Oklahoma Wesleyan University: A Student-First Overhaul of Pre-Collections
Similarly, Oklahoma Wesleyan University (OKWU) embraced clarity, fairness, and flexibility as defining pillars of how they engage students in financial hardship. Their transformation of pre-collections, or, the time in the billing cycle after accounts are past-due and before they’re sent to traditional collections, not only improved recovery but strengthened student confidence, demonstrating the link between student-centered practices and institutional health.
As highlighted here, OKWU’s approach proves that institutions don’t have to choose between financial outcomes and student well-being. They can achieve both.
Across the country, the institutions outperforming their peers are the ones rethinking how they serve students, how they communicate about costs, and how they reduce friction around the financial experience.

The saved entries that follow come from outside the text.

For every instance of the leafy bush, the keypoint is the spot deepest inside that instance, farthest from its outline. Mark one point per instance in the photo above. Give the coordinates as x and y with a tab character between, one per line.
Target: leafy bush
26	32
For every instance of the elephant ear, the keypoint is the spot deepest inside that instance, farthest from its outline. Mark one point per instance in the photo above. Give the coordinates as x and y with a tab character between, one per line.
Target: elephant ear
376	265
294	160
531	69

These success stories aren’t outliers. They are signals.
The Divide is Growing. Innovation is the Difference.
When you zoom out, higher ed’s “two realities” reveal a simple truth:
- Institutions sticking to legacy processes and tools are struggling.
- Institutions modernizing the student experience are growing.
Innovation—especially around financial transparency, pricing clarity, flexible payment pathways, and student support—is no longer a differentiator. It’s the dividing line.
The demographic cliff doesn’t hit every institution equally. The value narrative doesn’t land evenly. The pressures are uneven, but so are the results.
Colleges that embrace modernization are creating environments where students find degree pathways that interest them, feel informed, supported, and confident. And confidence translates to enrollment, persistence, and institutional health.
Meanwhile, institutions that postpone or avoid change find themselves more vulnerable to the very pressures highlighted in the Fitch outlook.
Where Higher Ed Goes From Here
Here at Meadow, we’ve sometimes been sheepish about being a “newer” kid on the block. Higher education leaders are often skeptical of non-legacy solutions. They come in promising the world and often underdeliver, and the stakes are high for poor choices in partners. But today we wear our newness with pride. We’re proud to facilitate innovation across the student financial experience (not to mention better enrollment outcomes) for over 300 institutional partners. Our newness is our competitive advantage: we were built for today’s students and the challenges facing higher education in 2026 and beyond.
The next few years will test the sector. Some institutions will transform; others may consolidate or close. But the narrative of inevitable decline misses what’s actually happening:
Higher ed is entering an era of reinvention, not collapse.
Students are demanding clarity, flexibility, and fairness. Institutions that listen and respond will be the ones shaping the future. And as APSU, OKWU, and others show, the payoff is real.
The path forward is clear:
Those who innovate will thrive. Those who don’t will struggle to survive.
Higher ed is rewriting itself in real time. The most successful institutions will be the ones bold enough to lead the change.